Interval	Spline function	First derivative	Second derivative
\((-\infty,0)\)	\(f_0(t)=4-t+3t^2-5t^3\)	\(f_0'(t)=-1+6t-15t^2\)	\(f_0''(t)=6-30t\)
\((0,1)\)	\(f_1(t)=4-t+3t^2+3t^3\)	\(f_1'(t)=-1+6t+9t^2\)	\(f_1''(t)=6+18t\)
\((1,\infty)\)	\(f_2(t)=2+5t-3t^2+5t^3\)	\(f_2'(t)=5-6t+15t^2\)	\(f_2''(t)=-6+30t\)

It is easy to show continuity of function at the knots (\(t_1=0\) and \(t_2=1\)): \(f_0(t_1=0)=f_1(t_1=0)=4\) and \(f_1(t_2=1)=f_2(t_2=1)=9\). Then, continuity of first derivative: \(f_0'(t_1=0)=f_1'(t_1=0)=-1\) and \(f_1'(t_2=1)=f_2'(t_2=1)=14\). Finally, of second derivative: \(f_0''(t_1=0)=f_1''(t_1=0)=6\) and \(f_1''(t_2=1)=f_2''(t_2=1)=24\).

The function \(f\) is a cubic spline, but it is not a natural spline as it is not linear outside the range of the knots, that is for \(t<0\) and \(t>1\).

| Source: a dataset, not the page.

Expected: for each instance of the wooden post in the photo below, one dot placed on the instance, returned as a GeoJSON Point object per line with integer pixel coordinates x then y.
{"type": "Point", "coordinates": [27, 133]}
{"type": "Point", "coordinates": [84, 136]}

Another way to prove this result is to write \(f\) in the form \(f(t) = a_0 + a_1 t + \sum_{j=1}^n b_j |t-t_j|^3\), where \(n=2\) and \(b_1=4, b_2 = 1\). Since the function \(|t-t_j|^3\) is twice continuously differentiable at \(t=t_j\) (check) and is cubic for \(t<t_j\) and for \(t>t_j\), it follows immediately that \(f\) is a cubic spline. But since it is not the case that \(\sum b_j = 0, \ \sum b_j t_j = 0\), it follows that the spline is not natural.

Exercise 3.8

The function \(f(t) = 3+|t|-|t-2|\) takes the more explicit form \[\begin{align*} f(t) &= 3-t+(t-2) = 1, \quad t<0,\\ f(t) &= 3+t+(t-2) = 2t+1, \quad 0<t<1,\\ f(t) &= 3+t-(t-2) = 5, \quad t>2. \end{align*}\] Note that \(f\) is a natural linear spline (natural since \(f\) is constant for \(t<0\) and \(t>2\)). Its first derivative takes the form \(f'(t) = 0, \ t<0, f'(t) = 2, \ 0<t<2,\) and \(f'(t) = 0, \ t>2\). Hence \[ \int_{-\infty}^{\infty} \{f'(t)\}^2 \,dt = \int_{0}^{2} 2^2\,dt = 8. \] In terms of the \(2 \times 2\) matrix \(K = (k_{ij}) = (|t_i - t_j|)\), where \(t_1=0, \ t_2=2\) and the coefficient vector \(\mathbf b\) with \(b_1=1, b_2=-1\), we find that the quadratic form \[ -2 \mathbf b^T K \mathbf b = \begin{bmatrix} 1 & -1 \end{bmatrix} \begin{bmatrix} 0 & 2 \\ 2 & 0 \end{bmatrix} \begin{bmatrix} 1 \\ -1 \end{bmatrix} = 8 \] takes the same value as the integral.